A river otter attacked and bit up a teenage girl's leg after she may have gotten between the animal and its babies.

Kierra Clark, 13, was swimming in a Wash. river when she somehow upset a resident otter, Katu.com reported.

"At first it felt like somebody was just, like, grabbing onto my leg with their nails, and then it felt like somebody was like stabbing me kind of," Clark said. "It was probably one of the scariest things ever."

Clark's grandparents and neighbor had been watching the incident, and pulled her out of the water.

"I could see she had blood streaming down her leg," Clark's grandmother, Arlita Schlecht, said. "[It was like] a scene out of 'Jaws.'"

"All of a sudden I see it coming right after her, and thought 'Oh she's not playing,'" Fred Palmer, who witnessed the attack, said.

Residents who have lived by the river for sixty years said they had never seen an otter attack a person that way before.

"I didn't really know what was in the water at first, so that was like the worst thing ever because that's like my biggest fear is to be attacked in the water," Clark said.

The teenager was sent to the hospital with several bite and scratch wounds on her leg. She got a tetanus shot, and hopes to continue swimming after she heals.

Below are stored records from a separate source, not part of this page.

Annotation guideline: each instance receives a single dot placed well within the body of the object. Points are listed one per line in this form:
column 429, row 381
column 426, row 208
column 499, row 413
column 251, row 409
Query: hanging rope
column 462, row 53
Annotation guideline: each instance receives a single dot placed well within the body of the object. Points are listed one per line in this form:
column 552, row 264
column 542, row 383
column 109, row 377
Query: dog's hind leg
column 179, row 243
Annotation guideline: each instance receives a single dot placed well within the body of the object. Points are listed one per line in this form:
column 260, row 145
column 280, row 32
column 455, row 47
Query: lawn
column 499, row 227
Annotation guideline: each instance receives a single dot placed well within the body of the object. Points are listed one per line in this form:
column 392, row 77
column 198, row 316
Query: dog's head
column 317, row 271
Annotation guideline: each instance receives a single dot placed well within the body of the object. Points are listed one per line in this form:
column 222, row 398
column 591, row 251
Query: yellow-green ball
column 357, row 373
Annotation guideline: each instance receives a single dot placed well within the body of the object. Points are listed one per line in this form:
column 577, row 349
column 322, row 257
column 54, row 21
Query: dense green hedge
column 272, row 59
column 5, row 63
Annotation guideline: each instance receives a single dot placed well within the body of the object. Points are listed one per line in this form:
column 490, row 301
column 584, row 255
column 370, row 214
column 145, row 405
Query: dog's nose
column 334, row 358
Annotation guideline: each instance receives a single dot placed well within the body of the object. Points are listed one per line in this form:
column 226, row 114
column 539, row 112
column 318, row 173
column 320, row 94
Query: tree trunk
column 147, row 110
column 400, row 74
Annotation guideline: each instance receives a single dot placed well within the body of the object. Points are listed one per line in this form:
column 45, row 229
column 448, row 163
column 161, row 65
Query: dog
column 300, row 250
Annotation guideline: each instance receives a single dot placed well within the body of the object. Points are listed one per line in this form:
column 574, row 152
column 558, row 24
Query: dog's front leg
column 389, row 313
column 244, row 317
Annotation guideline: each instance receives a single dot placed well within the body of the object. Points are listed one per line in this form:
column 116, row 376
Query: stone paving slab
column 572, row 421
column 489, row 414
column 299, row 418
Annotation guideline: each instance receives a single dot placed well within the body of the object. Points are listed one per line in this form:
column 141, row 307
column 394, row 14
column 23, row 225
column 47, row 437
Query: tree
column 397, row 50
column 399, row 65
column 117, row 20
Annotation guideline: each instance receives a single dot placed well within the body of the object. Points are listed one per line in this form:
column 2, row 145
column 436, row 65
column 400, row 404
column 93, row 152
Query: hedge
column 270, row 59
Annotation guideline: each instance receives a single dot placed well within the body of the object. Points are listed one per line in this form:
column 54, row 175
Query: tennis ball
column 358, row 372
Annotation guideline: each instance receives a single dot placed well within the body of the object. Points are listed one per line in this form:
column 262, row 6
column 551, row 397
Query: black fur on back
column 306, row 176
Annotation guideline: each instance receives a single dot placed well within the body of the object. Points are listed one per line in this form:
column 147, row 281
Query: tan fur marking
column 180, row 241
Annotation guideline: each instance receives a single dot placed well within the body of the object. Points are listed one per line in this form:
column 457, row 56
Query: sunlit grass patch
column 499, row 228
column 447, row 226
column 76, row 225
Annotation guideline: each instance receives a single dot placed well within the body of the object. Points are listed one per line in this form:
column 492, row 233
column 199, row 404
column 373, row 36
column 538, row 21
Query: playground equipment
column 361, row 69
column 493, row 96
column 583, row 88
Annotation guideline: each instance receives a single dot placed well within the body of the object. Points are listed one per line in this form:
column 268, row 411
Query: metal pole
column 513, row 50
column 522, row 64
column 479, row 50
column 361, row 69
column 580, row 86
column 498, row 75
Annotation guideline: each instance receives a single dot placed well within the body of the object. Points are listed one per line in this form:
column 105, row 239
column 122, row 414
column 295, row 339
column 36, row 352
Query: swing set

 "You otter be careful when swimming," Clark's grandmother posted on the family chalkboard, as a reminder of the incident.

River otters are playful creatures, and enjoy playing games within their groups, Wildlife Defenders reported.

The animal's social groups tend to consist of adult females and their pups. Males may form their own groups.

Otters' mating season usually runs from December to April, they have a litter size of about two or three pups.

"I think the mother was just protecting what she thought was a threat to her babies," Clark's grandfather, Bob Schlecht, said, according to Katu. "I've never heard of it before. It's probably one in a million."